Still, the major spectacle of CRIMSON is the body of heroic red-garbed pirate Captain Valo (Burt Lancaster), forever vaulting and swinging and fighting so as to show off his acrobatic skills, often in tandem with his mute partner Ojo (Nick Cravat). Lancaster and Cravat learned their acrobatics as youths in the circus, and this was the second film, following the 1950 swashbuckler THE FLAME AND THE ARROW, to showcase their physical talents.
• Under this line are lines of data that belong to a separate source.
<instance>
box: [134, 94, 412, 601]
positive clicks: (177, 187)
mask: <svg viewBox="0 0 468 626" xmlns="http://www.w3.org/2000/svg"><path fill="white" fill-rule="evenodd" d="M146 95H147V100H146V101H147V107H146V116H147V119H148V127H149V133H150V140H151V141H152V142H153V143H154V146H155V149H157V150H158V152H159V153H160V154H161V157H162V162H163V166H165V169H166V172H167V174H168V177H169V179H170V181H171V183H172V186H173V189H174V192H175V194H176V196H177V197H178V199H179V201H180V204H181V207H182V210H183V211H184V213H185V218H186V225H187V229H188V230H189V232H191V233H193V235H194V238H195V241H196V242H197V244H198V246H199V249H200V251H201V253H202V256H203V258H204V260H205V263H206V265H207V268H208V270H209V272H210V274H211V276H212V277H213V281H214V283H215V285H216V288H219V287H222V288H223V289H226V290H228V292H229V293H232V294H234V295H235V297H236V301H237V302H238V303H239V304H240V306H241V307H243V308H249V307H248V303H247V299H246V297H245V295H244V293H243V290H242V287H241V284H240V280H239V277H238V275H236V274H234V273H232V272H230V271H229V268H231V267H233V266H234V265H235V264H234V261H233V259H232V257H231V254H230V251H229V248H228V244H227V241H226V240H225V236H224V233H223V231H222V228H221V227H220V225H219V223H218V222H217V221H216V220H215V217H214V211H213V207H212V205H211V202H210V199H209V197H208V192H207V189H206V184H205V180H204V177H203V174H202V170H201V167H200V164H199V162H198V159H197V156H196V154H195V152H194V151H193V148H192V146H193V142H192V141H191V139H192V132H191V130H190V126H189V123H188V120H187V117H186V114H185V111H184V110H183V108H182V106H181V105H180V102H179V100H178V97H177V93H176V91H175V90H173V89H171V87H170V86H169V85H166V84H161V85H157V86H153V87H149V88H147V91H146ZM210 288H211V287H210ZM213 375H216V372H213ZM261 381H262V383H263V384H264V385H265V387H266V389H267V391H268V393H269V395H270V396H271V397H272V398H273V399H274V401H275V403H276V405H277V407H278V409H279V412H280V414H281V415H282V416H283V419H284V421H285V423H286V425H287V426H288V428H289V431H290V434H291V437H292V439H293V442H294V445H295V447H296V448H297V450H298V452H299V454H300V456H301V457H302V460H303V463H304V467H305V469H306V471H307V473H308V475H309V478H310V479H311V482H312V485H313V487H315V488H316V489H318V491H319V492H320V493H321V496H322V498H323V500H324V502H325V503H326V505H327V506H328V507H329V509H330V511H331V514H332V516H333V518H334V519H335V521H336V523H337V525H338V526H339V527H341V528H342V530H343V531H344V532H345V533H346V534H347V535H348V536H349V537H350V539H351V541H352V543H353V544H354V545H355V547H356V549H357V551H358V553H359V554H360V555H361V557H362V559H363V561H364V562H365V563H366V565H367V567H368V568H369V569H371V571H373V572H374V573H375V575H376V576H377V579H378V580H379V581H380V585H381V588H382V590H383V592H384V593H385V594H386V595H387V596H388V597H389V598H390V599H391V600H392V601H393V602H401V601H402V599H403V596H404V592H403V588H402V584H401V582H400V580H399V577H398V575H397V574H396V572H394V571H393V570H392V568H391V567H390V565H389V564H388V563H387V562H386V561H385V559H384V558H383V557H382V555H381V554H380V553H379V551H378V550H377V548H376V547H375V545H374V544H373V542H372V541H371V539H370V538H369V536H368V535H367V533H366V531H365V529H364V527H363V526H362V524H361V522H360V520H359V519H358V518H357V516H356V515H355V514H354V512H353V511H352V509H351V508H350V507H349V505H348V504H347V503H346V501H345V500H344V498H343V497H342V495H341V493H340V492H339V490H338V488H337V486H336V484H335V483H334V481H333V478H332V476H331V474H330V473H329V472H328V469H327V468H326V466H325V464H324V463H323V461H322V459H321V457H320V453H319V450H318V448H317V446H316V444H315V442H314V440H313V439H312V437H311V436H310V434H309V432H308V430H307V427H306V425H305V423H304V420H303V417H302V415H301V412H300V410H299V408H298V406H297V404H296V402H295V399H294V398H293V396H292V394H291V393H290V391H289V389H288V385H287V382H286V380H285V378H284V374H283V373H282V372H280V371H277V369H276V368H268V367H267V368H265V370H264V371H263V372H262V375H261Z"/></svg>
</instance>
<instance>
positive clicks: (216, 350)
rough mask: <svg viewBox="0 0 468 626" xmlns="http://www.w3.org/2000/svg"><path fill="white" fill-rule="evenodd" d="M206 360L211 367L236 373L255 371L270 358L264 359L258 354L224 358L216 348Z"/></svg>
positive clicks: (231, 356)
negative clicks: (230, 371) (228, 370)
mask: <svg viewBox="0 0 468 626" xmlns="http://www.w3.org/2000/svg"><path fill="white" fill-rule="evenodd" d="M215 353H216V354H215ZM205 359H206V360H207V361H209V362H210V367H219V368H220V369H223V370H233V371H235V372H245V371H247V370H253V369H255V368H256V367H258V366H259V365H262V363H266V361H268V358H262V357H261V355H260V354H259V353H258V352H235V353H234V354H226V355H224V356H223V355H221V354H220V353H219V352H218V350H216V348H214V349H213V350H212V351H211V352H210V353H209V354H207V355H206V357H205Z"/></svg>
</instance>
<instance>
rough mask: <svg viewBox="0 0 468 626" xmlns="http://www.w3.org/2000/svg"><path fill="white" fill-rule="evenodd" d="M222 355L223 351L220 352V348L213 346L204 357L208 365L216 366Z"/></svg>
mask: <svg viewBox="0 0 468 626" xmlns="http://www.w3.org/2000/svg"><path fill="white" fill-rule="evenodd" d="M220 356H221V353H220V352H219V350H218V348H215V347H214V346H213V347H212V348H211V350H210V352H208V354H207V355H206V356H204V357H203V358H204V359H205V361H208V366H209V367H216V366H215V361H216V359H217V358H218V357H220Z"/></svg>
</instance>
Indeed, there's so much emphasis on the spectacle of half-naked bodies that CRIMSON may be the first pirate-film in which the hero employs neither gun nor blade.  Valo and Ojo only occasionally pick up "found weapons" and clobber their enemies with them, but their preferred method of attack is derived from the Batman-and-Robin school of wading into seas of armed men, using nothing but fists and feet.

In contrast to the pirate epics of the 1930s and 1940s, CRIMSON barely references the history of any particular period. Nor are the opposed parties well defined, though most of them seem to be Englishmen. In the course of hijacking a ship, Valo meets the ruthless Baron Gruda, an emissary sent by a monarch known only as "the King." Gruda has been sent to put down a rebellion on the fictional island of "Cobra." Vallo, out for profits like most pirates, tells Gruda that for the right amount of money he'll find and deliver up "El Libre," the leader of the rebel forces.

It will come to no one's surprise that when Valo and Ojo infiltrate the rebel forces, Valo meets a gorgeous young woman, Consuelo (Eva Bartok), who happens to be the daughter of El Libre. Valo falls for Consuelo and eventually turns against Gruda and his army.

According to Wikipedia the original script by accused Communist Waldo Salt was entirely serious, and there are still traces of a revolutionary theme in CRIMSON, particularly when Valo reflects that the new inventions of Professor Prudence can be used against "the weapons of the old regime."  However, the refurbished script and Robert Siodmak's direction produced one of the most tongue-in-cheek pirate epics of all time, yet not one in which the humor overpowers the adventure-elements. It's no more than a minor classic, but remains essential viewing for lovers of pirate-cinema.